Lors de son accueil au pape à l'aéroport de Madrid-Barajas, le roi d'Espagne, Felipe VI, accompagné de la reine Letizia et du Premier ministre socialiste, s'est exprimé sur la "clarté" et la "fermeté" du pape Léon XIV par rapport aux agressions sexuelles au sein de l’Église. Il a jugé ces éléments "essentiels" dans le discours d'accueil du pape, qui entame une visite de sept jours dans le pays.
"Votre clarté et votre fermeté, que je souhaite également saluer, sont cruciales dans le processus de guérison et de réparation des dommages infligés, tant pour les victimes que pour la communauté ecclésiastique et la société dans son ensemble", a déclaré le roi.

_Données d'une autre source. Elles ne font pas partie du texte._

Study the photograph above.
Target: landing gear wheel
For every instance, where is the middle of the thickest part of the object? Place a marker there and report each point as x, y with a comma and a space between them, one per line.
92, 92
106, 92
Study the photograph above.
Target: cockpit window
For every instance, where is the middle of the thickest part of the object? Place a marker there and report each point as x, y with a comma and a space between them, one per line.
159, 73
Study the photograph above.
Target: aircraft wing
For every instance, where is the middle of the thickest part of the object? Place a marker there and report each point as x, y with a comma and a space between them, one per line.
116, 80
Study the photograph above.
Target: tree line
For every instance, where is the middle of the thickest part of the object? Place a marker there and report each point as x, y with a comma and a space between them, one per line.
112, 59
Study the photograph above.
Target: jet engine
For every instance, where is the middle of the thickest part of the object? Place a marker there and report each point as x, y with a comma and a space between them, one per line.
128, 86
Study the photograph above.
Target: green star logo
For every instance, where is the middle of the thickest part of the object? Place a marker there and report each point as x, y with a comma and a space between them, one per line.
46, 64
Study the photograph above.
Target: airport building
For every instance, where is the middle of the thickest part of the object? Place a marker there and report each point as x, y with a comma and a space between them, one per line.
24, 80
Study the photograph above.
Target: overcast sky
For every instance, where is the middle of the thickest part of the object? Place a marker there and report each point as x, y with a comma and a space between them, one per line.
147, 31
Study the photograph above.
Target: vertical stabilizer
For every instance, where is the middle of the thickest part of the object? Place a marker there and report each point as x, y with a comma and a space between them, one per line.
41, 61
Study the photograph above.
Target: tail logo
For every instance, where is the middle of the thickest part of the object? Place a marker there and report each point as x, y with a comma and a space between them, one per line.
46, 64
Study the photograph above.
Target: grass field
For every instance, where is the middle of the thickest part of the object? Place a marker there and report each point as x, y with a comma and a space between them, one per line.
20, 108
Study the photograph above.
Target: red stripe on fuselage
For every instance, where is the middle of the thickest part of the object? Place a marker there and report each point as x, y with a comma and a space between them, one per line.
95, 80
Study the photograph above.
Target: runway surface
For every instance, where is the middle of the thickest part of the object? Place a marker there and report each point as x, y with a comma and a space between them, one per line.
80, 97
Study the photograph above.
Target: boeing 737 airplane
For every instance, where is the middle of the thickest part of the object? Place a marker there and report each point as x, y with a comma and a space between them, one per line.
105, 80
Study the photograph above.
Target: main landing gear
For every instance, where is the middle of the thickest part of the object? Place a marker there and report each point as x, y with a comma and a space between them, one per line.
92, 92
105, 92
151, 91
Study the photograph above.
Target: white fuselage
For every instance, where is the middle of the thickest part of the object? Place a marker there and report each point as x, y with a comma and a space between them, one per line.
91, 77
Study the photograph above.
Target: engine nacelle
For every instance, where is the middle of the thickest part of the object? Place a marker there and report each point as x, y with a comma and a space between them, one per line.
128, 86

Il a clairement évoqué la "douleur causée par les abus", soulignant qu'ils ne peuvent représenter l'immensité de l'Église.
Cette déclaration fait écho à un rapport du Défenseur du peuple, qui estime que plus de 200.000 mineurs auraient subi des abus de la part de religieux en Espagne depuis 1940. Pour répondre à ce fléau, le gouvernement de Pedro Sánchez et l'Église espagnole ont signé en mars dernier un accord pour indemniser les victimes, après des années de silence sur le sujet.
Une visite pour l'engagement social
Après avoir visité un centre social à Madrid, la première journée de Léon XIV se terminera par une veillée de prière au stade Santiago Bernabéu, où 400.000 jeunes sont attendus. Cette visite d'État comporte également un accent sur la justice sociale avec, entre autres, un discours devant le Parlement espagnol prévu pour lundi, ainsi qu'une excursion aux îles Canaries pour rencontrer des migrants et des associations d’aide.
Les déclarations de Felipe VI trouvent écho auprès d'experts comme Juan Carlos Ruiz, sociologue à l'Université Complutense de Madrid, qui souligne que "la reconnaissance des abus et l'ouverture à la discussion sont des étapes essentielles pour la réparation des victimes". Ainsi, la visite de Léon XIV est attendue comme un tournant pour la communication sur un sujet qui a longtemps été tabou au sein de l'Église.